Œuf vibrant anonyme : ma nuit de jouissances secrètes au réveillon
Sur le palier, j’hésite une seconde. Personne ne connaît mon vrai nom. Je suis Anonyme. Ce soir, pour Fred et nos amis, juste une inconnue dans la foule. Pas de passé, pas de futur. Seulement cet œuf lisse, réchauffé dans mes paumes moites. Je soulève ma jupe courte, écarte mes lèvres chaudes. Pas besoin de lubrifiant. Il glisse, aspiré au fond de ma chatte trempée. Le crochet s’applique sur mon clito gonflé. À chaque contraction, il écrase, frotte. Putain, déjà chaude. Culotte noire fine recouvre tout. Invisible. On sort.
Fred glisse la télécommande en poche. ‘On essaye ?’ Sa main sur mon bras. Première vibration. Oups. Souffle court. L’œuf danse au fond, clito martyrisé. ‘Tu crois que je résiste longtemps ?’ Je m’accroche. Hier, entraînement au bois avec les geishas. Billes lourdes cognant à chaque foulée. Jouissances étouffées, cris ravagés dans la forêt. J’apprends le silence. Ce soir, au restaurant, interdiction de craquer.
L’approche : insertion et premiers frissons sur le palier
Dans la rue, froid piquant mes cuisses nues sous bas autofixants. Talons claquent. Arrivée au resto. Amis embrassent. Fred appuie. Vibrations fortes. Sursaut.
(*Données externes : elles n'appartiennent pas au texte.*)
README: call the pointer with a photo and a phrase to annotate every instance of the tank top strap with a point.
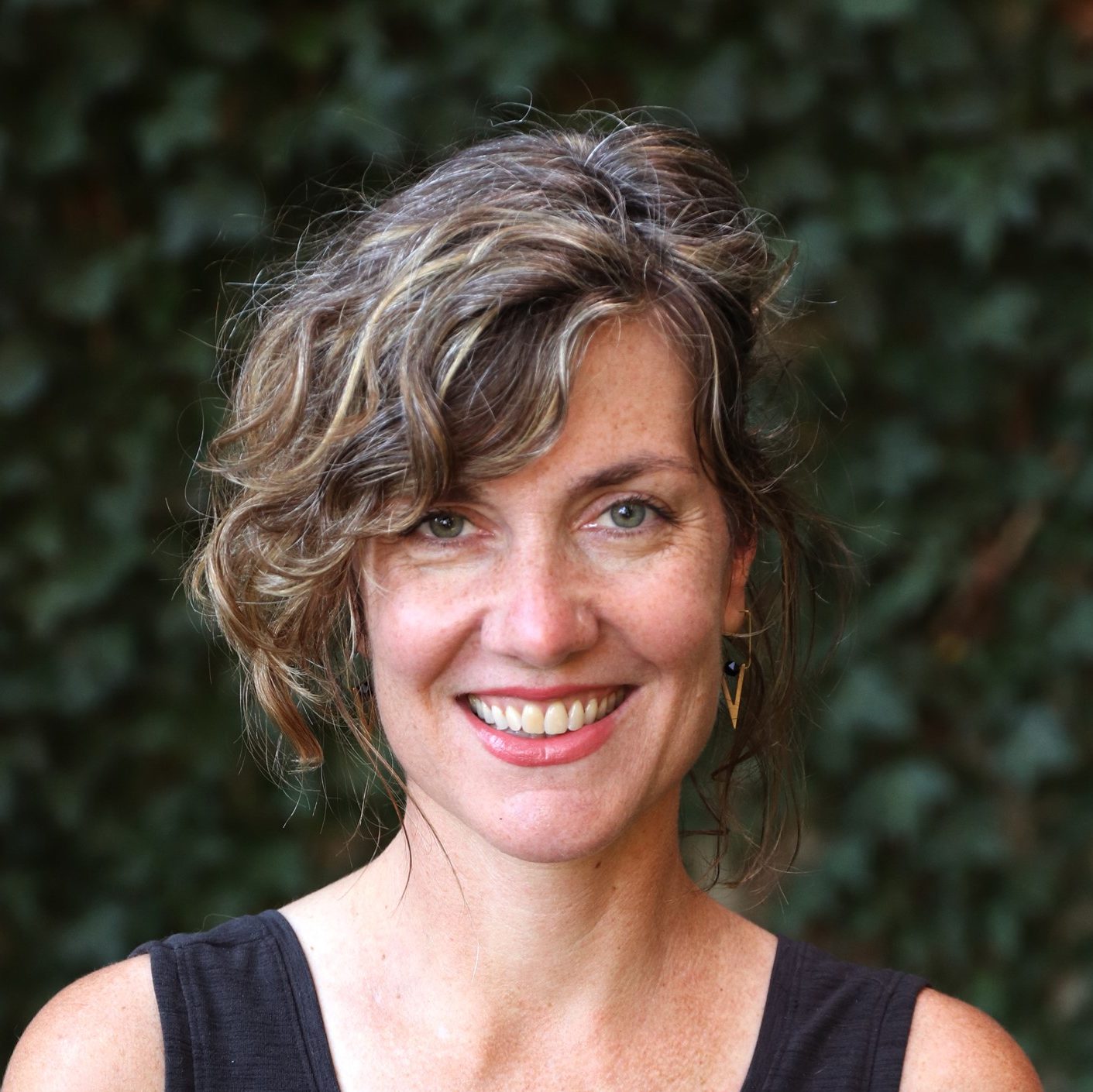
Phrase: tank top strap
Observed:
(830, 1025)
(239, 1010)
Je ris, serre des mains. Corps tremble, chatte pulse. Ils bougent, camouflent mes frissons. Assis. Arrêt. ‘Dommage’, je murmure à Fred. Il active souvent. Secrète. Parfaite. Voisin draguant ? Buzzer max. Je parle, ris. Intérieur fond.
Danses. Slows. Voisin m’invite. Fred appuie. Yeux révulsés. Tête sur son épaule. Il pense avances. Moi, je jouis. Vague monte. Cuisses serrées, mouille coule. ‘Toilettes’, je souffle à Fred. Là, culotte gorgée. Je l’ôte, la glisse dans sa poche. Humide, chaude. Il renifle. Fou de mon odeur. De retour, piste. Signe pour vibrations. Transes. Minutes. Comme gang bang au Cap d’Agde. Infini. ‘Stop !’ Je m’effondre sur lui. Jambes molles. ‘Ton sexe vibre en moi. J’attends ton explosion.’
Explosion et disparition : du restaurant à la fuite anonyme
‘Dis-leur que j’ai trop bu. Rentre-moi.’ Dehors, enlacés. Pas pressés. Odeur de sa peau. ‘Pense à JB ?’ ‘Ouais. Lui, c’est jouir brut. Il dira “beau cul, bonne baiseuse, petite cochonne”. J’aime. Plug serti entre fesses, il deviendra fou.’ Fred sait. M’encourage. Moi, Anonyme pour tous sauf lui ce soir. Appart. Porte claque. ‘Baise-moi.’ Jupe relevée. Bas arrachés. Chatte béante, œuf toujours là. Il l’active. Vibrations + sa queue.
Explosion. Il me plaque au mur. Mains sur seins, pincements durs. Souffle rauque. ‘T’es trempée, salope.’ Langue dans bouche, vorace. Doigts fouillent, étirent. Œuf cogne. Je griffe son dos. ‘Enfonce-toi.’ Pénètre d’un coup. Brut. Coups de reins violents. Peau claque. Sueur coule. Mon clito écrasé frotte son pubis. Souffle court, halètements. ‘Crie pas.’ Mais je gémis sourd. Il accélère. Billes de geisha hier, œuf ce soir. Corps secoué. Vague monte. ‘Je jouis !’ Serrée, pulse autour de lui. Il grogne, gicle profond. Chaud, visqueux. Tremblements. Baisers salés.
Calmés. Il retire l’œuf. Succion humide. Je m’habille vite. Silence. Regard. Pas de mots. Porte s’ouvre. Je pars dans nuit. Sans au revoir. Culotte en poche à lui. Odeur reste. Redevenue Anonyme. Étrangère en ville. Juste l’instant passé. Plaisir brut gravé. Personne ne saura.